IN A BOOST for the BJP in the Jammu and Kashmir Assembly polls, Ankur Sharma, the national president of the Hindu right-wing Ekam Sanatan Bharat Dal, has joined the party. Sharma also announced the merger of his outfit with the BJP, with the other office-bearers to join on September 26.
Welcoming Sharma, a prominent voice in the plains of Jammu, Samba and Kathua districts, BJP national president J P Nadda praised him as a “nationalist” dedicated to the cause of J&K. Senior leaders R P Singh and BJP working president Sat Sharma were also present on the occasion.
Significantly, the Ekam Sanatan Bharat Dal had earlier announced three candidates for the polls – its state president Manoj Padha, Meenakshi Kalra and Srikant Rathore, who contested as Independents from Bhaderwah, Doda-West and Paddar Nagseni Assembly constituencies, respectively. The voting for all three seats happened in the first phase on September 18. Sharma says he had not taken a call on joining the BJP at the time.
His decision to cross over now may prove crucial for the BJP ahead of voting in 24 Assembly constituencies, spread over the hilly Udhampur district and the plains of Jammu, Samba and Kathua, scheduled for the third phase on October 1. The BJP’s hopes of putting up a good J&K performance rest largely on this area, with the party having picked up 18 of its 25 seats in the erstwhile state from here in 2014.
In the recent Lok Sabha polls though, the Ekam Sanatan Bharat Dal had failed to make much of an impact, with Sharma and party colleague Padha together getting less than 12,000 votes across the Jammu and Udhampur parliamentary constituencies they contested in.

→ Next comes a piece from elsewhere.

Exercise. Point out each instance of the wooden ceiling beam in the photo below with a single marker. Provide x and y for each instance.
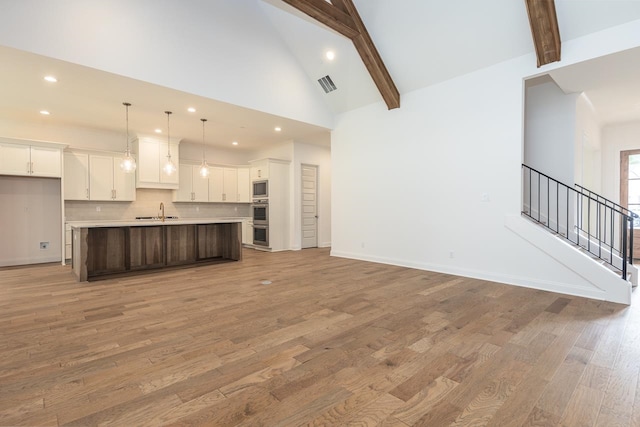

There are many reasons Sharma is a good fit for the BJP’s politics.
A software engineer and a law graduate, Sharma is a practising lawyer and founder of the IkkJutt Jammu, which was formally declared a political organisation on November 14, 2020. The outfit garnered support advocating the creation of a separate Jammu state and the division of Kashmir Valley into two Union Territories, including one for Kashmiri Pandits. He demanded that the migration of Pandits from Kashmir be recognised as “genocide”, and that legal safeguards be provided to “protect the demography” of areas dominated by Hindus in J&K.
Sharma has also opposed settlement of nomadic Gujjars and Bakerwals (who are largely Muslim) in the forests of Jammu, Samba and Kathua districts as “land jihad’’.
In 2014, while still a law student, Sharma had approached the J&K High Court seeking a CBI investigation into an alleged scam relating to the transfer of government land to “illegal occupants” under the Roshni Act – describing it too as “land jihad’’, meant to change the demography of the Hindu-majority plains of Jammu province.
In 2016, Sharma filed a PIL in the Supreme Court challenging the extension of minority status to Muslims in J&K, where they are in a majority. He has also challenged State control of the Shri Mata Vaishno Devi Shrine.
In 2018, he approached the Supreme Court seeking CBI investigation into the rape and murder of a minor Bakerwal girl in Kathua’s Rasana forests. Right-wing outfits, including Ikkjutt, had claimed at the time that the Hindu youths arrested in the case were being falsely implicated.
While his plea for a CBI probe was rejected, Sharma later represented one of the accused during the trial at a Sessions Court in Pathankot.
In 2018, Sharma also shared a “secret classified document’’ pertaining to minutes of a meeting chaired earlier that year by then Chief Minister Mehbooba Mufti, in which she was stated to have asked district police chiefs that any case against tribal community members (Gujjars and Bakerwals) staying in forests be taken up only after clearance from the Tribal Affairs Department.
The tensions over the Kathua sexual assault and the above leak all contributed to the split between the PDP and BJP, causing their government to collapse. In 2019, Sharma figured in the hit list of the Hizbul Mujahideen.